Bradford Jones, who manages the Latin American Opportunities Fund at Sagil Capital, says that while the peso has been beaten up by the Trump effect, local stocks haven’t seen similar declines.
Last month, he put on a so-called relative value trade that uses options to bet that the exchange rate will rally as Mexican stocks fall. Stocks have advanced over the last month, but overall he’s made money on the trade because of the position in the peso, he said.
Trump’s troubles became clear Monday when a new poll by NBC and the Wall Street Journal -- taken after the Oct. 7 release of a 2005 audiotape where Trump described in vulgar terms unwanted advances on women -- showed Clinton with a 14-point lead in a head-to-head match-up, the largest gap so far in that survey.
Adding to the peso’s prospects is the willingness of Mexico’s central bank to increase interest rates to support the currency. Banco de Mexico has boosted rates by 1.5 percentage points this year and could raise them another quarter of a point by year-end, according to swaps traders.

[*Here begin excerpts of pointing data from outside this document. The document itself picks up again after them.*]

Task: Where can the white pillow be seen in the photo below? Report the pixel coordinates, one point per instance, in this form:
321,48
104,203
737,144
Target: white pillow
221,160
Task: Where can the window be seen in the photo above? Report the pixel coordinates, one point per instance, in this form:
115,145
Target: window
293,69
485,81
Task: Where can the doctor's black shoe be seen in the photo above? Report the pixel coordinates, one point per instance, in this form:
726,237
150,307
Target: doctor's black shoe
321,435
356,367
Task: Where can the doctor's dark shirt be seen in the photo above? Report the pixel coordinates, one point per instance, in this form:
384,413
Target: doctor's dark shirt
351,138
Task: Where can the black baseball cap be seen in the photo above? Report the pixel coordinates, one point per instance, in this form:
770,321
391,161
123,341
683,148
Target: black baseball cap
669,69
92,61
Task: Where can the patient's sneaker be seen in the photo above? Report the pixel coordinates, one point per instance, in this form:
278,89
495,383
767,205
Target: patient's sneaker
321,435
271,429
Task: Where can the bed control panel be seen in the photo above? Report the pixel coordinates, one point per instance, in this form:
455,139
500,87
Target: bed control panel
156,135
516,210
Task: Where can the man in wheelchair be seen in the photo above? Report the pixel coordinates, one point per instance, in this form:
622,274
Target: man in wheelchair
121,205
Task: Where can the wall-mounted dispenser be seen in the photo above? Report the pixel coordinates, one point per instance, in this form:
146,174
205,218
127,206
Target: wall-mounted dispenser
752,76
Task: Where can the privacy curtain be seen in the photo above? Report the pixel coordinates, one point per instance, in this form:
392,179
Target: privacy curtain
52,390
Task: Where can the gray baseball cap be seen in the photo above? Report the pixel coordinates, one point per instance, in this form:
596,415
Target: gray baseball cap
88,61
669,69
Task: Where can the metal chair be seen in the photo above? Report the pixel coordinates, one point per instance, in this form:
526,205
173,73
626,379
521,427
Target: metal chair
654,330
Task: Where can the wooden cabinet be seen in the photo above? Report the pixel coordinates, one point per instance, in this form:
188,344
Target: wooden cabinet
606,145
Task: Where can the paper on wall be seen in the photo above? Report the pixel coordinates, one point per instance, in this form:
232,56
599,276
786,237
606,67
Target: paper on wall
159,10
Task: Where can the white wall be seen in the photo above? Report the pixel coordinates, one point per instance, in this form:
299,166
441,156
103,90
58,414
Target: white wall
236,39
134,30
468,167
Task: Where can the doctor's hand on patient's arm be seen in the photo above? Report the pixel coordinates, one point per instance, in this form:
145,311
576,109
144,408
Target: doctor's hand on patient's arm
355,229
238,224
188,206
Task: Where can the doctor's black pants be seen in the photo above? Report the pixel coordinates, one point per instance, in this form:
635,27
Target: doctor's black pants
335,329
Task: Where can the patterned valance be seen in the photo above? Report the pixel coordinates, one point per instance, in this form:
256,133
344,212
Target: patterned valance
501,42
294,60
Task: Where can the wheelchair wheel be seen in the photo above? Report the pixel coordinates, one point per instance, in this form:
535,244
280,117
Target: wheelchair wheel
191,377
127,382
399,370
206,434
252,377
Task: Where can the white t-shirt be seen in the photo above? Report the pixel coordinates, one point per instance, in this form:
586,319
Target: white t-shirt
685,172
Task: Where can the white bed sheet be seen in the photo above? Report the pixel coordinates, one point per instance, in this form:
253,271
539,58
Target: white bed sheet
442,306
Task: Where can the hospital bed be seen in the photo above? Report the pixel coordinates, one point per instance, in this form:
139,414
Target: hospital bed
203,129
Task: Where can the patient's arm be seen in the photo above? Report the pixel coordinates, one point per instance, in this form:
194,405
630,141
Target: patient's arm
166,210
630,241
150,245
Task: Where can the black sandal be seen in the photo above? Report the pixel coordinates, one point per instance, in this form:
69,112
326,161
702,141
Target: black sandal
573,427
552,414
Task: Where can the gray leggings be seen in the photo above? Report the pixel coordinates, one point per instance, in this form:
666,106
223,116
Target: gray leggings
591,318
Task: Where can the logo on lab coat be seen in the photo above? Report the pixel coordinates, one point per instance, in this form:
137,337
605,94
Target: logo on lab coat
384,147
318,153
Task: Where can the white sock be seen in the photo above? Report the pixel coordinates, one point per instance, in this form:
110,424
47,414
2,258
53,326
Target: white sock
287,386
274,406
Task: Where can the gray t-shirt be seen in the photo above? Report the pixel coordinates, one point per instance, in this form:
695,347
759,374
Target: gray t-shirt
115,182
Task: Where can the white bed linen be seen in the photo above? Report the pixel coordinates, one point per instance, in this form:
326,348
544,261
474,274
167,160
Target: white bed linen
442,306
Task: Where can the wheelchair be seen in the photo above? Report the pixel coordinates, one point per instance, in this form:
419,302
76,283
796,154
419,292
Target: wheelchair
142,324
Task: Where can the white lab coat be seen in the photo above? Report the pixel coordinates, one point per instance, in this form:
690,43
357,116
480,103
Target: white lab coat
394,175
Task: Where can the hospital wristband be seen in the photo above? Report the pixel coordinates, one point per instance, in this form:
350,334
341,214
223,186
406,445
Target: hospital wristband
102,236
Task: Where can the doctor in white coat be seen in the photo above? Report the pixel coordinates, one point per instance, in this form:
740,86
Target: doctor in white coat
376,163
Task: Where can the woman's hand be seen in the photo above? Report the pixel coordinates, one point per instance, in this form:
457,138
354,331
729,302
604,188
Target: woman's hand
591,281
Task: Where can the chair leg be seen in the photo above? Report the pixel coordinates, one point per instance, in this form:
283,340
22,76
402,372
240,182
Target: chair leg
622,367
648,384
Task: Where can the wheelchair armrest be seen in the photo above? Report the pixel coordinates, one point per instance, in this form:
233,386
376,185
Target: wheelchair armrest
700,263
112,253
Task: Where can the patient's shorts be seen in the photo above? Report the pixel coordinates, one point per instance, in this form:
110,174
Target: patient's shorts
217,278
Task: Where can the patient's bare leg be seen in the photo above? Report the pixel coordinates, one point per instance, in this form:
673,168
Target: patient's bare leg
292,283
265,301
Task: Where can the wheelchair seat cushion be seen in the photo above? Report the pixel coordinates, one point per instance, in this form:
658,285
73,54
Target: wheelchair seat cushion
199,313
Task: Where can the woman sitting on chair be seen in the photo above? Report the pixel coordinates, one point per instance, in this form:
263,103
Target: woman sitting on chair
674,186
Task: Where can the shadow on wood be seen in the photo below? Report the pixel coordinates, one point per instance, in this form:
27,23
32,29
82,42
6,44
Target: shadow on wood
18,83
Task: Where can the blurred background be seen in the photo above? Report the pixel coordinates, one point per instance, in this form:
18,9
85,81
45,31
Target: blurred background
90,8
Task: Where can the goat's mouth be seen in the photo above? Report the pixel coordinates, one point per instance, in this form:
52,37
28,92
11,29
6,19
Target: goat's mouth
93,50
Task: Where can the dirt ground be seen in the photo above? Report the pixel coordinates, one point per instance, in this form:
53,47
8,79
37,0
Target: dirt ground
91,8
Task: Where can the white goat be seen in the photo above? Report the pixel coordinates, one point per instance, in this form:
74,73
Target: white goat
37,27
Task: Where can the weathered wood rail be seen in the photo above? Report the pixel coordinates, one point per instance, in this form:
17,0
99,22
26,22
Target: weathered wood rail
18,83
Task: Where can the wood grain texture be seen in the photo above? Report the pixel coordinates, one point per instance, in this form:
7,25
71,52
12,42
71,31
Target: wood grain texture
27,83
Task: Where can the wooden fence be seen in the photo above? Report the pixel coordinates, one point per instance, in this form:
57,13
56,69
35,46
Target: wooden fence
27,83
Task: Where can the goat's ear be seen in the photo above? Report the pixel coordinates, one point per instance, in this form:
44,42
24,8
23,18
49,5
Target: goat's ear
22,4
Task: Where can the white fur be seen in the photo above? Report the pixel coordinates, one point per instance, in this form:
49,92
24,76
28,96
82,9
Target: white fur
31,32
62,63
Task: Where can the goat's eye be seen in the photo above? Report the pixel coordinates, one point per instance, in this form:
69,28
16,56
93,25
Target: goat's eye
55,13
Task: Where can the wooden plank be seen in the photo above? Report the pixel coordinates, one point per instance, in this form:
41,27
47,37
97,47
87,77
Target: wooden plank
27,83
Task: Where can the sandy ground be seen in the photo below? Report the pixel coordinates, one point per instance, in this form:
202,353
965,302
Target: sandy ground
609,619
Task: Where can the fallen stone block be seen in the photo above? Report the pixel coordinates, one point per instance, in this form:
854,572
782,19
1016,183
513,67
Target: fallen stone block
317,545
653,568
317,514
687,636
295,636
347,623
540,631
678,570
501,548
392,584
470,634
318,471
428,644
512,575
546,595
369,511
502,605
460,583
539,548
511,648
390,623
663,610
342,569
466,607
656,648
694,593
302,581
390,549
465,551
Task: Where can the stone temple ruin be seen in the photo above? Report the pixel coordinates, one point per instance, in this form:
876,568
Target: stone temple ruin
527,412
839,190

“Mexico’s really suffered for a lot of reasons but we think a lot of the fundamentals have improved slightly,” said Chase Muller, a money manager at One River Asset Management who’s using options to bet on the peso. One River oversees $730 million from Greenwich, Connecticut.
He’s protecting his investment with a position against the Canadian dollar, which he says should also sell off if Trump wins the election and seeks to revise deals with the U.S.’s main trading partners.
“We’re not super bullish, we just think tactically we get this kind of recovery at the right time,” he said.